I have two running as I said

I've now changed the firmware and driver on the v24.10.0 version, building an image. The 5G radio seems to be working OK.

root@OpenWrt:~# opkg list-installed | grep ath10
ath10k-board-qca988x - 20241110-r1
ath10k-firmware-qca988x - 20241110-r1
kmod-ath10k - 6.6.73.6.12.6-r1
root@OpenWrt:~# cat /etc/openwrt_release 
DISTRIB_ID='OpenWrt'
DISTRIB_RELEASE='24.10.0'
DISTRIB_REVISION='r28427-6df0e3d02a'
DISTRIB_TARGET='lantiq/xrx200'
DISTRIB_ARCH='mips_24kc'
DISTRIB_DESCRIPTION='OpenWrt 24.10.0 r28427-6df0e3d02a'
DISTRIB_TAINTS='no-all busybox'

The other is built from git latest release, and uses ath10k-ct.
This one uses apk

root@OpenWrt:~# apk list | grep ath10 | grep installed
ath10k-board-qca988x-20241110-r1 mips_24kc {feeds/base/firmware/linux-firmware} () [installed]
ath10k-firmware-qca988x-ct-2020.11.08-r1 mips_24kc {feeds/base/firmware/ath10k-ct-firmware} () [installed]
kmod-ath10k-ct-6.6.79.2024.07.30~ac71b14d-r2 mips_24kc {feeds/base/kernel/ath10k-ct} (GPLv2) [installed]
root@OpenWrt:~#

I will continue to monitor uptime.

Both still stable. One 6d21h the other 40h.
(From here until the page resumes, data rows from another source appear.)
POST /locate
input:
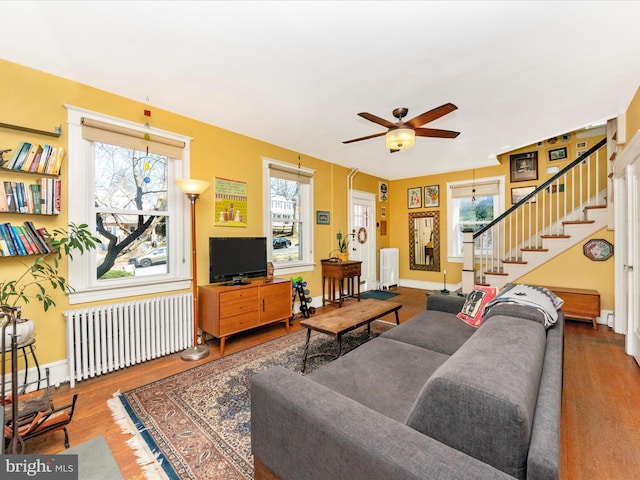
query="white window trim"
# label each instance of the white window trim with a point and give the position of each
(450, 211)
(306, 264)
(80, 188)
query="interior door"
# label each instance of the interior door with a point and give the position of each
(362, 224)
(633, 256)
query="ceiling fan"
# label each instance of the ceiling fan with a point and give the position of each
(402, 134)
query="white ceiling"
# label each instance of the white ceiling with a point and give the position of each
(296, 74)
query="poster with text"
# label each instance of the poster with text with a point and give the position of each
(230, 203)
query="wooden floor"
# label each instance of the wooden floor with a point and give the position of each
(600, 436)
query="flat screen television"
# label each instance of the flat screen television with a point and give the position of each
(234, 259)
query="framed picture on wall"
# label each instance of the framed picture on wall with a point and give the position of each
(432, 196)
(519, 193)
(414, 197)
(558, 154)
(323, 218)
(524, 166)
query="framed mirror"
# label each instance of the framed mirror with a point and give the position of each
(424, 241)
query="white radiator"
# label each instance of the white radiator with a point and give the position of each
(106, 338)
(389, 264)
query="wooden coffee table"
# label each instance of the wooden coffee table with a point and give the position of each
(337, 322)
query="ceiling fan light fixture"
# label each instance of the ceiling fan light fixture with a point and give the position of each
(400, 138)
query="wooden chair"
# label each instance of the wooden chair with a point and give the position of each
(36, 416)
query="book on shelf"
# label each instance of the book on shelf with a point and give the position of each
(26, 243)
(4, 206)
(10, 196)
(42, 161)
(34, 151)
(35, 193)
(39, 240)
(18, 157)
(20, 240)
(16, 240)
(6, 236)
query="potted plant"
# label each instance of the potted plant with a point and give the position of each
(39, 278)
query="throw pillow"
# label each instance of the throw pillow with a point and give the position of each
(473, 307)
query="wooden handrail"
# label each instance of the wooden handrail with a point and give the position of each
(569, 167)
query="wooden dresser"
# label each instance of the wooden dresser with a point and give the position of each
(228, 309)
(334, 274)
(579, 303)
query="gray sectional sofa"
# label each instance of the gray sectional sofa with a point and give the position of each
(432, 398)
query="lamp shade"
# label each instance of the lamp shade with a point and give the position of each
(400, 138)
(192, 186)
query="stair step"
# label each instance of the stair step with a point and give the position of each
(502, 274)
(578, 222)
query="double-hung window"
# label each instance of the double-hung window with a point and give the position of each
(121, 183)
(471, 205)
(288, 207)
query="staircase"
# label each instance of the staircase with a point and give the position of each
(562, 212)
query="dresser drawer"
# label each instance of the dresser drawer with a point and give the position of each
(237, 306)
(237, 323)
(351, 270)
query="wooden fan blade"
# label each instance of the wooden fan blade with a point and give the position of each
(435, 132)
(378, 120)
(365, 138)
(431, 115)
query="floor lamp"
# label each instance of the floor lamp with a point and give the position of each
(193, 188)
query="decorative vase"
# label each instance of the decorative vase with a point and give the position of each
(24, 331)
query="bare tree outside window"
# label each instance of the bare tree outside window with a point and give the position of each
(131, 206)
(285, 220)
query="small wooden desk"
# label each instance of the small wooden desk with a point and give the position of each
(335, 273)
(579, 303)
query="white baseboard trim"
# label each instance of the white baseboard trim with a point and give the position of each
(427, 285)
(58, 374)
Looking very hopeful.

Run dmesg | grep ath on stable one, should be ct visible in fw version.

I think I have one with ct firmware and one now.
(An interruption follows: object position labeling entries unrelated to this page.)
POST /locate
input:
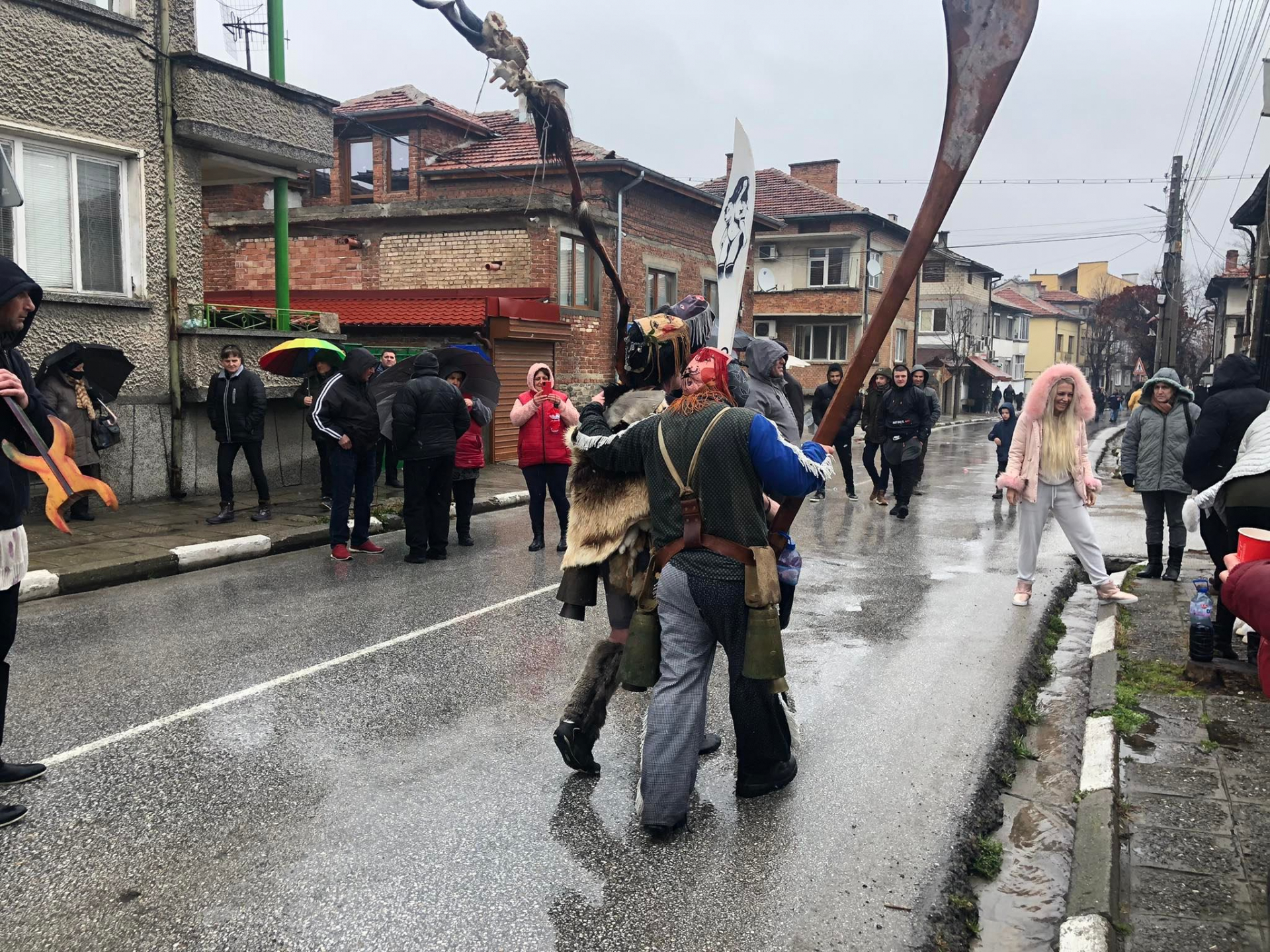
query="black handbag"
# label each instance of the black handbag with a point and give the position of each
(106, 429)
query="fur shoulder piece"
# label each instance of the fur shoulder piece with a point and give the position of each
(1038, 397)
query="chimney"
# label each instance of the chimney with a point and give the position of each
(556, 87)
(822, 175)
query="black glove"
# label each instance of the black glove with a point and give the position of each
(613, 393)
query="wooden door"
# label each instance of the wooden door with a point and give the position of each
(512, 360)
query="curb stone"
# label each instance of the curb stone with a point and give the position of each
(1094, 894)
(41, 583)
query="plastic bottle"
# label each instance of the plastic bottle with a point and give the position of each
(1202, 622)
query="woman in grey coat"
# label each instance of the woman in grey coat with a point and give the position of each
(1151, 462)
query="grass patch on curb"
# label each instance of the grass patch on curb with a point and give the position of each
(987, 858)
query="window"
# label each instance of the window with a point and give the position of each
(935, 320)
(399, 165)
(710, 292)
(70, 231)
(661, 288)
(821, 342)
(874, 280)
(825, 267)
(577, 287)
(361, 171)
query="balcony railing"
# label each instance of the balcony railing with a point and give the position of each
(245, 317)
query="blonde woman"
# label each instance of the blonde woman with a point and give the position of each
(1049, 473)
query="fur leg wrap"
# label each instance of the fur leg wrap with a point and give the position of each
(588, 705)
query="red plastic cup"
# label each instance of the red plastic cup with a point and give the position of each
(1254, 545)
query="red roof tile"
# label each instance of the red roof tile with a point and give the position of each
(1015, 300)
(513, 143)
(403, 98)
(780, 194)
(1064, 298)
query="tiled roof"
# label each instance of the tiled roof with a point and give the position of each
(1015, 300)
(780, 194)
(1064, 298)
(402, 98)
(512, 143)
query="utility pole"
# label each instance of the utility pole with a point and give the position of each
(1170, 319)
(281, 215)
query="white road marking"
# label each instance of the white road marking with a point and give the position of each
(284, 680)
(1097, 766)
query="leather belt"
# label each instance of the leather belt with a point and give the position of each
(719, 546)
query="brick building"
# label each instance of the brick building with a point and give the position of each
(425, 197)
(813, 286)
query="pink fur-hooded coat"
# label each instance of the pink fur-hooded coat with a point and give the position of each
(1023, 471)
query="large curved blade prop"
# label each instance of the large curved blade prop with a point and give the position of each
(986, 42)
(511, 58)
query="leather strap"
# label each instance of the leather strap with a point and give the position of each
(719, 546)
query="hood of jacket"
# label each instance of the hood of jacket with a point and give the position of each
(534, 370)
(1236, 371)
(356, 364)
(426, 365)
(13, 282)
(1166, 375)
(762, 356)
(1038, 397)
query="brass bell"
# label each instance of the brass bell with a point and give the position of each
(578, 590)
(765, 656)
(642, 660)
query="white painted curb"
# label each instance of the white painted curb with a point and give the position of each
(204, 555)
(1085, 933)
(36, 584)
(1097, 766)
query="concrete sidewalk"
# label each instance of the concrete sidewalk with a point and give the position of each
(164, 537)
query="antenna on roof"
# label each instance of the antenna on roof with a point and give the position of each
(245, 26)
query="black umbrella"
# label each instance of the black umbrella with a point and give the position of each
(482, 380)
(106, 368)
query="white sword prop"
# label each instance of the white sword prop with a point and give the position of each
(732, 237)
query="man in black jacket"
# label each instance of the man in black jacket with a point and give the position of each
(346, 418)
(429, 418)
(906, 420)
(841, 441)
(235, 407)
(19, 299)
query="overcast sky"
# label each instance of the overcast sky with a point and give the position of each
(1100, 93)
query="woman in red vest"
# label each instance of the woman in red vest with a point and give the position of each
(544, 414)
(469, 459)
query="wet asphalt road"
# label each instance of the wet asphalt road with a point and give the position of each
(411, 797)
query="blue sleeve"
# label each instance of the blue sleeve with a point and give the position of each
(783, 467)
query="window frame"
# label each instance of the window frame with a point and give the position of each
(874, 282)
(589, 278)
(651, 280)
(130, 258)
(349, 171)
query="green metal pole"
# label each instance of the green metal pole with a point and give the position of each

root@OpenWrt:~# dmesg | grep firmware
[   19.649871] ath10k 6.10 driver, optimized for CT firmware, probing pci device: 0x3c.
[   25.882241] ath10k_pci 0000:02:00.0: firmware ver 10.1-ct-8x-__fW-022-ecad3248 api 2 features wmi-10.x,has-wmi-mgmt-tx,mfp,txstatus-noack,wmi-10.x-CT,ratemask-CT,txrate-CT,get-temp-CT,tx-rc-CT,cust-stats-CT,retry-gt2-CT,txrate2-CT,beacon-cb-CT,wmi-block-ack-CT crc32 3e4cf97f
[   58.317582] ath10k_pci 0000:02:00.0: pdev param 0 not supported by firmware
[   61.789419] ath10k_pci 0000:02:00.0: pdev param 0 not supported by firmware
root@OpenWrt:~# uptime
 17:32:06 up 7 days,  5:20,  load average: 0.00, 0.00, 0.00

The other one:

root@OpenWrt:~# dmesg | grep firmware
[   21.796745] ath10k_pci 0000:02:00.0: firmware ver 10.2.4-1.0-00047 api 5 features no-p2p,raw-mode,mfp,allows-mesh-bcast crc32 35bd9258
[   61.109470] ath10k_pci 0000:02:00.0: pdev param 0 not supported by firmware
root@OpenWrt:~# uptime
 17:31:23 up 1 day, 23:53,  load average: 0.01, 0.01, 0.00

Thats very strange, factory image contains both -ct packages and no mainline bits.
Basic limitation is that driver and actually loaded fw file should match. Some basic functions will work, likely not for long or for many clients.

1 Like

Marking as solved. One stayed up for 8d 21h (then I pulled the power by accident) and the other up for 3d 18h. I'll mark the DSL interface removal and service disabling as the cause since the two of them are using different ath10k firmware and driver.

1 Like

This topic was automatically closed 10 days after the last reply. New replies are no longer allowed.